Obviously


I would like to cunt the word “Obviously” please.

In relation to its over use in sentences mainly by the yoof of today but I’ve noticed it in adults lately to my great concern.

An example quoted from a 18 year old lass at work.
“well I obviously said to him she shouldn’t turn up so late and as she obviously leaves work at 1 she should have been on time“

No love it is not obvious she leaves at 1 because I don’t fucking know the silly bint!!!

This word is shoehorned in everywhere and I even caught myself saying it once for which I cunted myself. Oh she’s back from lunch I wonder what other obvious shit she is going to tell us now.

Nominated by: Once a cunt always a cunt

24 thoughts on “Obviously

  1. It’s either that or ‘literally’.they will state that something happened, and ‘they literally just died’ with me wishing they had.

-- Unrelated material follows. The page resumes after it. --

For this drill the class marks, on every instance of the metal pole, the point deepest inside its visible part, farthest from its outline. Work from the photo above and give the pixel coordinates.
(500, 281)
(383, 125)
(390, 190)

  2. Wasn’t/isnt there a stupid wimminz “Porch Monkey” called Akilah Obviously, who tried to sue Carl Benjamin (AKA Sargon / AKA The Lotus Eaters podcast on youtube).

    He practised “fair use” in re-uoploading footage of Hilary fans breaking down when Trump was announced as POTUS.
    She then started a long campaign against him, lots of videos, got his YouTube channel de-monatised, wrote articles saying she hoped he lost everything-the fucking vindictive cunt.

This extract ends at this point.